At 6 a.m. on Dec. 31, 1999, a passing motorist reported a fire at a mobile home in a remote, wooded area near Welch in Craig County. Authorities subsequently recovered from the trailer the charred remains of Danny Freeman and his wife Kathy, each of whom died from a shotgun blast at point-blank range. The evening before, Kathy Freeman took her daughter Ashley and Ashley’s friend Lauria Bible, 16, to a Pizza Hut in Vinita to celebrate Ashley’s 16th birthday. The three returned to the Freeman home afterwards. By dawn, the trailer house was smoldering down to its wheels, the parents were dead and the two 16-year-old girls were gone. They have not been seen again in nearly 12 years.

Authorities have considered several motives for the crime – revenge, drugs, a feud, jealousy. They are not willing to divulge the one they have settled on as most probable. A bizarre phenomenon of high-profile homicides is the number of people who, for notoriety or other perverse reasons, will confess, even though they didn’t do it. At least four people claimed to have killed Geraldine Martin. Withholding key facts about a crime from the public allows detectives to sort out deceivers from actual perpetrators.

“There are no indications that Lauria and Ashley are alive,” Brown concludes. “They’ve literally vanished. But we can always hope.”

There are more than 50 children still listed as missing in Oklahoma, some from as far back as 1985.

Lack of Evidence

Jack and Eaine Denney

Hope is what keeps Cherokee County Undersheriff Jason Chennault going in his investigation of the bloody Denney double homicide. On Christmas afternoon 2007, Chennault and his deputies responded to a call for help on Iron Post Road near Locust Grove in northeast Oklahoma’s Green Country. Jack Denney, 65, and his wife Elaine, 66, were shot to death on the floor of their home. There were no signs of forced entry, nothing appeared stolen from the residence. The Denneys had no known enemies. They were, in fact, the beloved “unofficial grandparents” of the community, always willing to lend a helping hand to neighbors, friends, family, even strangers.

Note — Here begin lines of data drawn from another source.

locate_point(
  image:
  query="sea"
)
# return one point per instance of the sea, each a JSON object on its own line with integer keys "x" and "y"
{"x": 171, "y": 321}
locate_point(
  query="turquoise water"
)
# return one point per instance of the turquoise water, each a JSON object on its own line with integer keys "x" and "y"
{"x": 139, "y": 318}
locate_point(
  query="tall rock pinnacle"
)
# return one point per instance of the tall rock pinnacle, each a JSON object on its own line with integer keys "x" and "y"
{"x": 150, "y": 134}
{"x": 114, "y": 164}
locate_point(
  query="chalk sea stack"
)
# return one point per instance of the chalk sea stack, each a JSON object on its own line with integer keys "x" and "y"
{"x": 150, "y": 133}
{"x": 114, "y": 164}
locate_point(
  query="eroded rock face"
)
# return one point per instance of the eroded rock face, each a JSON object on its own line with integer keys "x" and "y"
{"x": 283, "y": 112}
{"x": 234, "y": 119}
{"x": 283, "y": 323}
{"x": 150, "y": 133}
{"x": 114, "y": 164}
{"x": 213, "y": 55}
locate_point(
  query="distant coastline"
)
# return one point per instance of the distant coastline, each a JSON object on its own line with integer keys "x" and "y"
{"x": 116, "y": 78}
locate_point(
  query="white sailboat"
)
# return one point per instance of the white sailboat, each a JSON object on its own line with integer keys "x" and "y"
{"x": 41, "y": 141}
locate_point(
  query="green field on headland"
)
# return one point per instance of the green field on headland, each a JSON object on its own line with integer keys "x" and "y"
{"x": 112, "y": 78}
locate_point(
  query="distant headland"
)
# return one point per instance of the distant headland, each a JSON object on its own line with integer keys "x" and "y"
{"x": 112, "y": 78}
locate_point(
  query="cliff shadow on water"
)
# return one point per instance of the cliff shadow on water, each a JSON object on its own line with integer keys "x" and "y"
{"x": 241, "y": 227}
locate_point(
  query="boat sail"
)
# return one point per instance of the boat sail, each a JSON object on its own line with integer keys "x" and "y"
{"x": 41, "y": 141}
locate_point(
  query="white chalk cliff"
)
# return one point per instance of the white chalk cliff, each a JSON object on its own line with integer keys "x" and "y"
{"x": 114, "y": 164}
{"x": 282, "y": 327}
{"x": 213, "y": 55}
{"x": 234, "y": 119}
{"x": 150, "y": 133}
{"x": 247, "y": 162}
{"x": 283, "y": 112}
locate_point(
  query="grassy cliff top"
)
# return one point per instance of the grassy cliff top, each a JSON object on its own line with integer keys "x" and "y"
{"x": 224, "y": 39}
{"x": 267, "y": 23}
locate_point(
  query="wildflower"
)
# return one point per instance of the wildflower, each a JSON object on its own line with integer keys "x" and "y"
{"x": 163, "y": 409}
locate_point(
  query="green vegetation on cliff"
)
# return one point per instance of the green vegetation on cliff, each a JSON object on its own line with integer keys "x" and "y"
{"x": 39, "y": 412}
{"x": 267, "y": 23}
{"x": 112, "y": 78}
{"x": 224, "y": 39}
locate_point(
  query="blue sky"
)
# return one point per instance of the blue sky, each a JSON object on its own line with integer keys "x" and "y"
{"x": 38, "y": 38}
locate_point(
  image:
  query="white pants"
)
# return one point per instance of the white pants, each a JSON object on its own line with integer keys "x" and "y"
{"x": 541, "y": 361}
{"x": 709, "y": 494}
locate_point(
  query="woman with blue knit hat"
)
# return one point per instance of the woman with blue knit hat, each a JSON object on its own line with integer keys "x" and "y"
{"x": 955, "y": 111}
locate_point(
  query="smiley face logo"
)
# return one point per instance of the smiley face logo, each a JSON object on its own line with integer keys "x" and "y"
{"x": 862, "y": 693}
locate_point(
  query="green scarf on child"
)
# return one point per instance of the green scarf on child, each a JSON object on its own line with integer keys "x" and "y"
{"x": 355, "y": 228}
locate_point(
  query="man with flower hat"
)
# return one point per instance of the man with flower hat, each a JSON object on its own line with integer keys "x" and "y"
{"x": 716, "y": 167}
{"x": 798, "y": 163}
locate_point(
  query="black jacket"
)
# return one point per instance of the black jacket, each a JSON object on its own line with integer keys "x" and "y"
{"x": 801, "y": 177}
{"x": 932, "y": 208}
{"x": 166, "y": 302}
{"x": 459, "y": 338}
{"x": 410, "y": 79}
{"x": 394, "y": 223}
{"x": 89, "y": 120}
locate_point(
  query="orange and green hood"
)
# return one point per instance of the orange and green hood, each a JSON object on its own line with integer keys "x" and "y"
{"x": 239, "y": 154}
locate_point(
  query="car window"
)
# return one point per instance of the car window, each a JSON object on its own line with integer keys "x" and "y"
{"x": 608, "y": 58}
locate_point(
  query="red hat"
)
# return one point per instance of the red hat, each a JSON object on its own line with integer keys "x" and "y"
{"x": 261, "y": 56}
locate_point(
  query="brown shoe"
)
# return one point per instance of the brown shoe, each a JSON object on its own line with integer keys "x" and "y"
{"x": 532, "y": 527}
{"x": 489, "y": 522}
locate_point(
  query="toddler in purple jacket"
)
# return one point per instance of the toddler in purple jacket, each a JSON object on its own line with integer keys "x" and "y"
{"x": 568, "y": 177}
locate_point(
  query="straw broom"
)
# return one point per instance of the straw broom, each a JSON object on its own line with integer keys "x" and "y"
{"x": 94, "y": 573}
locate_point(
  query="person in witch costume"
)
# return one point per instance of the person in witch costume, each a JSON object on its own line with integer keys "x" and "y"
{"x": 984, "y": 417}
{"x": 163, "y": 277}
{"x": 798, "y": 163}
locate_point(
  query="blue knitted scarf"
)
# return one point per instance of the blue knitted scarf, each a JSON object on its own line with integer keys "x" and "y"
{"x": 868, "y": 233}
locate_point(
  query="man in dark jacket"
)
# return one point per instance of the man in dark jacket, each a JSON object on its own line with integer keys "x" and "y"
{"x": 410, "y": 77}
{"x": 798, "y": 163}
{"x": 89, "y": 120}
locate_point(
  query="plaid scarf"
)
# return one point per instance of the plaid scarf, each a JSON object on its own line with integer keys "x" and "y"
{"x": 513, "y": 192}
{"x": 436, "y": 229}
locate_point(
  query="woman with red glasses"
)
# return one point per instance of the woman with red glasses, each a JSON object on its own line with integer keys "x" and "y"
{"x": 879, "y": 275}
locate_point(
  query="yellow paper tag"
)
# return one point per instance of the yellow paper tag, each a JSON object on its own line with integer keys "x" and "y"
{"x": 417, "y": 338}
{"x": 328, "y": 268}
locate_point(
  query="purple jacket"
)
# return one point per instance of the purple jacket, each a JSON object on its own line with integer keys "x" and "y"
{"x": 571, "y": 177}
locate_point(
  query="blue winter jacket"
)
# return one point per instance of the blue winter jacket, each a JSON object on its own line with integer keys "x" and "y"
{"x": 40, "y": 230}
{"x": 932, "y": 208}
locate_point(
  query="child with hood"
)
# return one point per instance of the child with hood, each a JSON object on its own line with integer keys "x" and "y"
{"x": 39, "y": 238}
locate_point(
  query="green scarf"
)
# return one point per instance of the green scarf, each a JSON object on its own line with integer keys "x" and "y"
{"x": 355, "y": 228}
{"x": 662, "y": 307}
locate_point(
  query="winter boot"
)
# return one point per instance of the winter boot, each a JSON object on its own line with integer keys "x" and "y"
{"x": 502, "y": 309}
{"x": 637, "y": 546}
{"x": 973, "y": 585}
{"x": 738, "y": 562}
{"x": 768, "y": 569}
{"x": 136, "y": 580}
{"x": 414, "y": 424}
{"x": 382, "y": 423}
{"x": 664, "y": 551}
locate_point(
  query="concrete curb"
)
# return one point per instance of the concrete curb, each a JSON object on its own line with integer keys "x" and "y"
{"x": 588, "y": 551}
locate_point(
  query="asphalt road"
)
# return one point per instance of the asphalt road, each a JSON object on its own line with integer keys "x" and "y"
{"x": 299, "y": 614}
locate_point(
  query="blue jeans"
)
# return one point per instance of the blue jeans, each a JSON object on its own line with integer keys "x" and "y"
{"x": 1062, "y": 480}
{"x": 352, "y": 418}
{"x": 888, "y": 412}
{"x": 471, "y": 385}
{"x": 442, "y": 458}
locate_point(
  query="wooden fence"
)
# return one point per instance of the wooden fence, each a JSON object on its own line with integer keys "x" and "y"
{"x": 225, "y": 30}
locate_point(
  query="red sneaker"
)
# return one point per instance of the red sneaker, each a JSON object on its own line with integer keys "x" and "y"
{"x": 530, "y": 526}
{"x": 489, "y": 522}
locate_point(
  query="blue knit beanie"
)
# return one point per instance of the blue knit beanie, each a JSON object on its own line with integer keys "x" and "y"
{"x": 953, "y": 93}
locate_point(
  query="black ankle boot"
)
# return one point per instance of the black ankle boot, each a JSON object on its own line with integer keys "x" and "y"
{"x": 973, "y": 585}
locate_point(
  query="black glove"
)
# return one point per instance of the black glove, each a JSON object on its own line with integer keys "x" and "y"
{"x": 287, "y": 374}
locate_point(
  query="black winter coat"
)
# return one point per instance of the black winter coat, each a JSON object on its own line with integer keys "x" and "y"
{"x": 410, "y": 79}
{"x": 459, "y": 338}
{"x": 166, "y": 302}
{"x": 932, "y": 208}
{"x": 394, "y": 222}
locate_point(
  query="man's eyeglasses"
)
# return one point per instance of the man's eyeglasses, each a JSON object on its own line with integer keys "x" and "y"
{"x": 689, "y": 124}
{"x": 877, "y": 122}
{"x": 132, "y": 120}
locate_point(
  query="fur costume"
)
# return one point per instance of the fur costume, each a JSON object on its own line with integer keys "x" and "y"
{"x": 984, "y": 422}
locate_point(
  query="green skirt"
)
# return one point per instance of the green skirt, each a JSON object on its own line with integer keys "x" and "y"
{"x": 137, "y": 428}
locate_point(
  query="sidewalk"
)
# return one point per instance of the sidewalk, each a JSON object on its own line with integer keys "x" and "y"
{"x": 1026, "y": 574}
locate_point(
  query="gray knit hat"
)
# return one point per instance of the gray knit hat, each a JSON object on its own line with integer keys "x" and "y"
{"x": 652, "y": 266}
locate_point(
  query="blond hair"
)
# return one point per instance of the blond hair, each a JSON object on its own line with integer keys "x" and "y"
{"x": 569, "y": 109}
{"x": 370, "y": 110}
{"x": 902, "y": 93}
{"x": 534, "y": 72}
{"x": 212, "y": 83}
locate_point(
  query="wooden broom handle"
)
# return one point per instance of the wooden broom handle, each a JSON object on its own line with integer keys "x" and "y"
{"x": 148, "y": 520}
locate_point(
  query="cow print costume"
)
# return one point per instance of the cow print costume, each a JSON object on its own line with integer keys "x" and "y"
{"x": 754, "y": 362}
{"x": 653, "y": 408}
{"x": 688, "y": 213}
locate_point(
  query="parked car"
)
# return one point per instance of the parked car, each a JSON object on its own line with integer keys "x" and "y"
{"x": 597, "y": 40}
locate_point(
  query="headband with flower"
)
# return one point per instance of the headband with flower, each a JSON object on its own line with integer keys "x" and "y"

Chennault’s dilemma, he says, is not lack of motive or suspects. It’s lack of evidence.

“We have some good suspects that we’re looking at,” he explains. “One was recently released from state prison after conviction on an unrelated charge following the murders. We don’t have enough to charge him with homicide – yet.”

“They were inseparable,” Chris Denney says of his parents. “They were always together, they’ve always been together, and now they’ll always be together.”

“We Never Give Up”

Oklahoma averages more than 200 homicides each year statewide; about 40 of them go unsolved. To a detective, victims are more than statistics. An investigator comes to know as much about them as anyone who knew the person alive. He talks with the deceased’s friends and relatives; he reads diaries and letters; views home videos; talks to neighbors and employees. In the process, he shares and understands the victim’s innermost thoughts, feelings and aspirations. The dead were once people; they deserve justice.

“We never give up – no matter how long it takes,” affirms OSBI Agent Robert Williams.

Law enforcement officials urge anyone with information about any of these homicides, or any other unsolved murder, to contact the nearest police, OSBI or sheriff’s station.